Un nouvel album de Sameer Ahmad au printemps, c’est un peu comme la neige au 15 août, un joie improbable pour ceux qui ont déjà su déguster ses opus, notamment depuis le superbe Perdants magnifiques puis le projet plus discret de l’EP Un amour suprême. Pour un rap de hippie, vive les hamacs, vive les tipis.
Les amateurs ne seront pas déçus s’ils aiment Sameer Ahmad qui reste au niveau d’un flow et d’une plume d’indien, déroulant son style unique sur 10 titres qui s’écoutent comme une lettre à la poste dans un dictionnaire. Apache (de apachu, « ennemi » en langue zuñi) est un nom générique donné à différentes tribus amérindiennes d’Amérique du Nord vivant dans le sud-ouest des États-Unis. Mais Apaches est aussi un terme générique qui sert à désigner des bandes criminelles du Paris des années 1900. Le rappeur Sameer Ahmad nous laisse peut-être le soin après écoute de son nouvel opus Apaches de trancher sur son orientation (même si la pochette ne laisse pas vraiment de doute). Dans tous les cas, il s’agit de continuer à rapper quoi qu’il arrive, seul face à un « Brasero » ou tel un « Sherpa ».
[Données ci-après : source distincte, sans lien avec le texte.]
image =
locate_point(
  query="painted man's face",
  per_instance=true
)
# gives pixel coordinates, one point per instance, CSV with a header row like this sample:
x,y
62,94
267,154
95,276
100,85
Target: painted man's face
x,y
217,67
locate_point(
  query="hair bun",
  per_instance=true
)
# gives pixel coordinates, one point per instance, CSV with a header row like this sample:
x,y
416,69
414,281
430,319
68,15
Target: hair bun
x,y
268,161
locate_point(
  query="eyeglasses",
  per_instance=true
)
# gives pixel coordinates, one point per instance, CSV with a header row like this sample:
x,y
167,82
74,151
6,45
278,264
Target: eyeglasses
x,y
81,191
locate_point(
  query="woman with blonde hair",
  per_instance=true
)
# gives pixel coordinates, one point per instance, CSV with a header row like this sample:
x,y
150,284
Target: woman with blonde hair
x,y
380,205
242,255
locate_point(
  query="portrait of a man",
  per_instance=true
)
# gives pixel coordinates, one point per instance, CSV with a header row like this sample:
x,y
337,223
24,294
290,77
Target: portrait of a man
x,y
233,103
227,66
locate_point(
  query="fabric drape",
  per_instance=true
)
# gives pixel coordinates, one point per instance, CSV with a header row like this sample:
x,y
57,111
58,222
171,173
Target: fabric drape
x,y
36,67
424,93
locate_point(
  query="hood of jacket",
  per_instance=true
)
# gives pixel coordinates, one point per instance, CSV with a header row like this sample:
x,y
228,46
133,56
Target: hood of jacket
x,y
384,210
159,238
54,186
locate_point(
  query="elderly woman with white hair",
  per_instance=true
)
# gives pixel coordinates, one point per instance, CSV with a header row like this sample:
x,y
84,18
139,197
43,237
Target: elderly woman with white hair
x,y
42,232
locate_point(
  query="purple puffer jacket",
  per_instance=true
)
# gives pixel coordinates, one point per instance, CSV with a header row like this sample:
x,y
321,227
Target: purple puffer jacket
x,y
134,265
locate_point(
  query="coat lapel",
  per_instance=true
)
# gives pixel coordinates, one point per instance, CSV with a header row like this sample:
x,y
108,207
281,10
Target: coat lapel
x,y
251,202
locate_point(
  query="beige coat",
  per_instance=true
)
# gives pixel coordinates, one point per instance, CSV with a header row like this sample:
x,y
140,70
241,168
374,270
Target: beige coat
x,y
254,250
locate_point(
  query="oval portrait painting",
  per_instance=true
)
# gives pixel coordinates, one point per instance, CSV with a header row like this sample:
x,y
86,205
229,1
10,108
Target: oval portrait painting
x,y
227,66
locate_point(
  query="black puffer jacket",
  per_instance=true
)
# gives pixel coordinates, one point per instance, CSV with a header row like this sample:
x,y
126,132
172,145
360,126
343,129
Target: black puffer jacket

« Je suis tout seul, vous êtes plus de sept milliards. »
Sameer Ahmad, avant d’être une voix, c’est un plume. Une plume particulière qui s’autorise à écrire sans rimes, à décrocher du temps, à glisser à côté, à jouer au name dropping musical, cinématographique, mythologique ou historique, comme certains jouent au yoyo ou au bilboquet. À associer images poétiques à d’autres clairement rattachées au milieu du rap ricain, de retracer la route entre Jérusalem et Harlem, de dévoiler le fond d’une émotion comme d’imaginer une vie en apesanteur. « Pour l’enfermement ou pour l’enfer de Dante, moi j’aime redescendre frère quand la terre me manque » (Brasero).
Au début était le verbe, alors autant s’offrir carrément tout le « Logos »* en featuring avec Ezekiel. Et, l’auditeur subtil n’aura pas manqué de remarquer qu’une des boucles mélodiques est la même que celle de « Sitting bull », dans une tonalité différente.
« La caravane à la croisée des c’hmins, J’ai lacé mes Jordan j’ai laissé aboyer les chiens »
Les variations donc, comme celles des mots que Sameer Ahmad partage avec LK de l’Hôtel Moscou et Nakk Mendosa pour « Peyotl ». Il semblerait finalement que ce soit le désert et ses danses chamaniques qui l’emportent ; Sameer Ahmad, c’est un peu la beat generation en plein Bronx du XXIe siècle, trap en toile de fond et psychotropes pour éviter l’fond. Car Sameer Ahmad vole, sinon il ne serait pas capable de rapper sur un sample du Velvet Undergound (« Papa Legba »**) en voulant « toucher les cieux, quitter l’bayou poussiéreux » et s’laisser « pousser les yeux ». La plume de Sameer Ahmad est « en feu » ; comme sa voix qui s’éraille presque sur le titre final « H2O » et son ambiance aquatique. Celui qui a des lyrics « en collision avec une étoile filante », ce « lascar polyglotte » qui mélange ambiances mélancoliques avec des chutes ou des envolées abrasives, qui évite le rap game parce qu’il a swimming pool, rappelle qu’on mourra « tous dans ce siècle, unis dans ce cercle ». Pourvu qu’on y diffuse du Sameer Ahmad.
Apaches – Un album de 10 titres signés Sameer Ahmad – Sortie : 12 juin 2019 – Bad Cop Bad Cop -
* « Dans la pensée grecque antique, le logos (grec ancien λόγος lógos “parole, discours, raison, relation”) est au départ le discours parlé ou écrit. Par extension, logos désigne également la raison, forme de pensée dont on considère qu’elle découle de la capacité à utiliser une langue (grec γλῶσσα / glossa, γλῶττα / glotta “langue”). De l’idée de logos dérive celle de logique (au sens large par opposition à la logique mathématique moderne), qui correspond dans le monde latin à la rationalité, l’art de la pensée verbale juste. » nous explique Wikipedia.
** Papa Legba est un dieu africain vaudou.